Da Silva a été la première à sortir publiquement après la publication de la lettre ouverte. « Ça en prend toujours une qui fasse la démonstration de ne plus avoir peur : j’ai décidé d’être cette personne », déclare la sportive. D’autres ont par la suite suivi sa trace : Kim Clavel, Leïla Beaudoin, Christophe Bernier, pour ne nommer que ceux-là. À travers le Canada, des athlètes se sont levés pour supporter la démarche contre le « système de peur, l’omerta en place » qui règnent chez Boxe Canada.

Myriam Da Silva se demande où étaient Roy Halpin, directeur exécutif actuel à Boxe Canada, ainsi que Pat Fiacco, ancien directeur exécutif. Tous deux ont oeuvré sous »l’ère Trépanier ». « Ils auraient dû intervenir », soutient la boxeuse. Elle leur impute une part de responsabilité alors qu’elle mentionne qu’ils ont été « témoins de flags et de mains levées […] en aucun temps dans sa réponse, il (Halpin) ne prend conscience des traumatismes de deux générations d’athlètes ».

« C’était le néant. Mon combat, c’est un écran noir : un sentiment de me noyer. » – Myriam Da Silva

Jeux olympiques

Da Silva a participé aux Jeux olympiques de Tokyo l’an dernier. Deux semaines avant les JO, Da Silva était en camp d’entraînement à Vancouver. Dans un ressenti de panique, elle avait exprimé une ultime fois à l’assistant-entraîneur Samir El-Mais son désir ne pas travailler avec John Mbumba dans son coin. « C’est ce que Daniel (Trépanier) a décidé », lui avait répondu El-Mais.

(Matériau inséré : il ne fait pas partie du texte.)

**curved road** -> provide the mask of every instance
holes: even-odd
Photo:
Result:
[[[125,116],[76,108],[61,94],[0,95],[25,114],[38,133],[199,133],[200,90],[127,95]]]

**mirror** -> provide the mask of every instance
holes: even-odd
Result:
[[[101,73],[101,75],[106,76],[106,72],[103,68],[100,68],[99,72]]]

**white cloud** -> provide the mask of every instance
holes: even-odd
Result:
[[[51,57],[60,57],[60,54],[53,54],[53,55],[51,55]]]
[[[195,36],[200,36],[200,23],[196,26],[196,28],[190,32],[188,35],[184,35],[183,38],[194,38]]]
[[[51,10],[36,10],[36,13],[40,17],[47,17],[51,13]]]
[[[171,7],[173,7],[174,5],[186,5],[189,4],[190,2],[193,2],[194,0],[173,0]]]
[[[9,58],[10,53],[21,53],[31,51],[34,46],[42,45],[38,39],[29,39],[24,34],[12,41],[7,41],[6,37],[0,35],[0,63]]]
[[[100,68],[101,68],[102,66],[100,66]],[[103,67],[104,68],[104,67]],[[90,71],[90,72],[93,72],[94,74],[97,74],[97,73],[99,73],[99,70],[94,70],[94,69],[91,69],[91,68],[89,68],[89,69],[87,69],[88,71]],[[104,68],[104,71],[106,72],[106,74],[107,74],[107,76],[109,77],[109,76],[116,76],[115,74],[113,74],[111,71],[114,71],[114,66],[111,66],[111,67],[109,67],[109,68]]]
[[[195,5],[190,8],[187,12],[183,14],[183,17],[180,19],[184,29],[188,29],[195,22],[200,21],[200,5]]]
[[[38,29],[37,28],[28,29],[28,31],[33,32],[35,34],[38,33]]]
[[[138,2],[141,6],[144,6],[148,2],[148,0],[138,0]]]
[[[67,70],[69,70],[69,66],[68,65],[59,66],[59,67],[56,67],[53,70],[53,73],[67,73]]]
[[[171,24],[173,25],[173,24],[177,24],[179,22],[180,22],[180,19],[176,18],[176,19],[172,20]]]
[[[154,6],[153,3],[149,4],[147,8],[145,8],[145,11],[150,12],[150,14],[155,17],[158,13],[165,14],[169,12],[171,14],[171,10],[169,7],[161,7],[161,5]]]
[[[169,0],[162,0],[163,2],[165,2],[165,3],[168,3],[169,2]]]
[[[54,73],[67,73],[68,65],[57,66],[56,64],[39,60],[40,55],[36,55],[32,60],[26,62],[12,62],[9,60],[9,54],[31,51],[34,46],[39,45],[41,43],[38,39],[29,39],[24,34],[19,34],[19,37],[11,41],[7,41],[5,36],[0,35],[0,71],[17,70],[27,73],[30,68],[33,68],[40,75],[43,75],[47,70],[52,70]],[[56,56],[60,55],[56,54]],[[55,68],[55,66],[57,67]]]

Elle mentionne se souvenir de peu de choses des ses JO. « C’était le néant. Mon combat, c’est un écran noir : un sentiment de me noyer ». Parmi ce dont elle se souvient, la voix de Ariane Fortin, dans les gradins, à laquelle elle s’accroche pour traverser la tempête dans l’arène ressort. Ariane Fortin entraîne l’équipe féminine de la Corée du Sud. Elle fait partie des 121 pugilistes réclamant la démission de Daniel Trépanier. « C’est grâce à elle que mon corps n’a pas lâché, que je ne me suis pas noyée », estime Da Silva, qui avait été ruée de plusieurs charges violentes au sein du combat. Lors de son entrevue après le combat, à la question »que s’est-il passé? », Myriam Da Silva a poussé un long soupir évocateur. « Ça voulait dire »sauvez-nous ». Je voulais qu’on vienne me sauver mais je ne pouvais pas dire »à l’aide! ». »

Depuis les JO

C’est un cheminement difficile que vit Myriam Da Silva depuis son retour des JO. Elle vient tout juste d’être en mesure de recommencer le travail, à tâches réduites. Crises de panique et maux de coeur font désormais partie de sa réalité quand il est question d’entraînement. Elle est hebdomadairement suivie psychologiquement depuis ses Jeux. « Je n’arrive plus à remettre mes gants », termine celle qui a pris se retraite en janvier dernier afin de créer une réelle scission entre elle et l’organisme qui fédère un sport envers lequel elle voue encore un amour, « enseveli sous les débris ».